Fixed Effects and Causal Inference#
So, you’re working with panel data. You have either multiple observations per entity (usually data over time), or you have nested data (data on individuals, each of whom belongs to a larger group, like kids in a school). And you want to add fixed effects for the entities or groups. But what does that mean from the perspective of causal inference?
The simple answer is that a fixed effect is a tool for controlling for a specific source of baseline differences (namely, baseline differences across entities). In that sense, fixed effects are no different from any other type of control variable we put in a regression.
But there is an important difference: with most variables we put in a regression, those variables are only controlling for a specific thing, the thing they measure. If you add age, you’re controlling for age; add income, you’re controlling for income. But fixed effects are a little more powerful: they control for any stable source of baseline differences between entities!
Uh, what?
Suppose you have weekly sales data for all your stores over several years, and you’re interested in better understanding the effect of each store’s local unemployment rate on sales. For simplicity, we’ll assume that in any week, a given store is said to experience high unemployment (\(D_i=1\)) or low unemployment (\(D_i=0\)), though this extends to using thinking of unemployment as a continuous variable.
If you just ran a regression of local unemployment rates on sales, you might find that sales are extremely sensitive to the local unemployment rate. But when you dig in, that’s because your New York City store in Times Square makes tons of sales, and NYC tends to always have low unemployment.

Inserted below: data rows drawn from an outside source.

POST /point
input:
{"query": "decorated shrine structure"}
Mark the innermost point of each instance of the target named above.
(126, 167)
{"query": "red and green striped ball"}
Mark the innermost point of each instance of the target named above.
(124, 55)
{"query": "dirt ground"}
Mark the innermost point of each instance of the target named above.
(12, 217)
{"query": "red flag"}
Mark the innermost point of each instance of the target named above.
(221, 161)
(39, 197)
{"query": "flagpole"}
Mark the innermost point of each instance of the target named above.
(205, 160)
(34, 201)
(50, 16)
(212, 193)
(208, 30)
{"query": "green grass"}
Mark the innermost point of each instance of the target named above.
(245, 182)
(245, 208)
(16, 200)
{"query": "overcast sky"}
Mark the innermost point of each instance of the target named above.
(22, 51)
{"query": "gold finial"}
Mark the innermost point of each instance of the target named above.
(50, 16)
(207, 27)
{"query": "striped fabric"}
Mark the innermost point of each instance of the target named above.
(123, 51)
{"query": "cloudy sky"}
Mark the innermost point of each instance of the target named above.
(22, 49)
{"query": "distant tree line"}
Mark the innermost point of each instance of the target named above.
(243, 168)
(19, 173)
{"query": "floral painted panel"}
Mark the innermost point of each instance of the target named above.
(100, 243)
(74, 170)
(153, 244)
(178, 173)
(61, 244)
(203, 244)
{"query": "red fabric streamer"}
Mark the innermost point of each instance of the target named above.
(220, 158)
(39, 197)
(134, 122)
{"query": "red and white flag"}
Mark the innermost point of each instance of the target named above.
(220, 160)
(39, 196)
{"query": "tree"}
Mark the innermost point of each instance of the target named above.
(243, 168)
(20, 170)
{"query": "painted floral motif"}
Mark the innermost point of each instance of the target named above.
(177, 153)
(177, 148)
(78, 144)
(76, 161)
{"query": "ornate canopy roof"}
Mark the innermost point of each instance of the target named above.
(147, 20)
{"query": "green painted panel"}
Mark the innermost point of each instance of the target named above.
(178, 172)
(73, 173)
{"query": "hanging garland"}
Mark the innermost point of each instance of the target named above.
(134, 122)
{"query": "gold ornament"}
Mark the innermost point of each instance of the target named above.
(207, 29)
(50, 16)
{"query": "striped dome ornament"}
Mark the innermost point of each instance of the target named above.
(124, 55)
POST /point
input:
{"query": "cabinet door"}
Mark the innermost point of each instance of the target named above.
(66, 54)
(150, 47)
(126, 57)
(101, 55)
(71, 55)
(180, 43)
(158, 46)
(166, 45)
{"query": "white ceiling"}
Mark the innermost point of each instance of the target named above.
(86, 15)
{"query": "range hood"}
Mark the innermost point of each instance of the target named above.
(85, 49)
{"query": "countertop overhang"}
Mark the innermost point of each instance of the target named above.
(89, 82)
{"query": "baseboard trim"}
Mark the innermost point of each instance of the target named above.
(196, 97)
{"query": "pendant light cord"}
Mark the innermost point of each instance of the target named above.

In our usual causal framework, we’d say that our NYC store had important baseline differences in our outcome (sales per week) that happened to be correlated with treatment assignment (NY tends to have low unemployment), though we don’t think it’s because of NYC has low unemployment (we think it’s because the store is in Times Square!). As a result, \(E(Y_i^0|D_i=0) \neq E(Y_i^0|D_i=1)\). We have a problem with baseline differences.
But what if you add store fixed effects to the model? You can think of those fixed effects as demeaning all sales for each store. In other words, you’re removing level differences across scores from the relationship you’re trying to estimate. As a result, instead of estimating how differences in unemployment are correlated with sales, you’re instead estimating how changes in unemployment relate to changes in sales.
That’s because after fixed effects effectively demean your dependent variable (for each store), the only variation in the data you’re left with are the deviations in your dependent variable above or below its mean value for a given store. We’re no longer estimating the relationship between unemployment and store sales, but rather how changes in unemployment are correlated with changes in sales.
From a causal perspective, now that our focus is on how changes in unemployment affect changes in sales, any differences between stores that don’t vary over time – no matter what caused those differences – have been accounted for.
Mathematically, we can think of this as a change in our \(Y\): instead of \(Y_i\) being absolute sales, it’s now deviations in sales above or below the average sales for a given store \(i\). Thus, baseline differences (\(E(Y_i^0|D_i=0) = E(Y_i^0|D_i=1)\)) has become a question about whether, in a world where unemployment is below the local average, sales for all groups tend to be the same amount above (or below) store average sales. And the fact that we have a store in Times Square is no longer an obvious threat to that condition!
The limit to this magic is that we’re only controlling for non-time-varying differences between stores. If store sales in NYC are always high because of their location, that’s something controlled for by the fixed effects. However, if in the middle of your data NYC experiences a hurricane, and so sales dip, that isn’t taken into account by your fixed effects (since it was “time-varying,” it only affected the store for a fixed period-of-time). As a result, you’d want a separate control for those kinds of disruptions in your regression.
One way you can see this is that if you try and stick a variable into your regression that is not time-varying (it has the same value for each store throughout the data), you’ll find that you don’t get back a regression coefficient. That’s because anything non-time varying is actually co-linear (in terms of the underlying linear algebra) with the fixed effects, meaning you literally can’t estimate a coefficient. It’d be like trying to include the variable “age” twice in the same regression.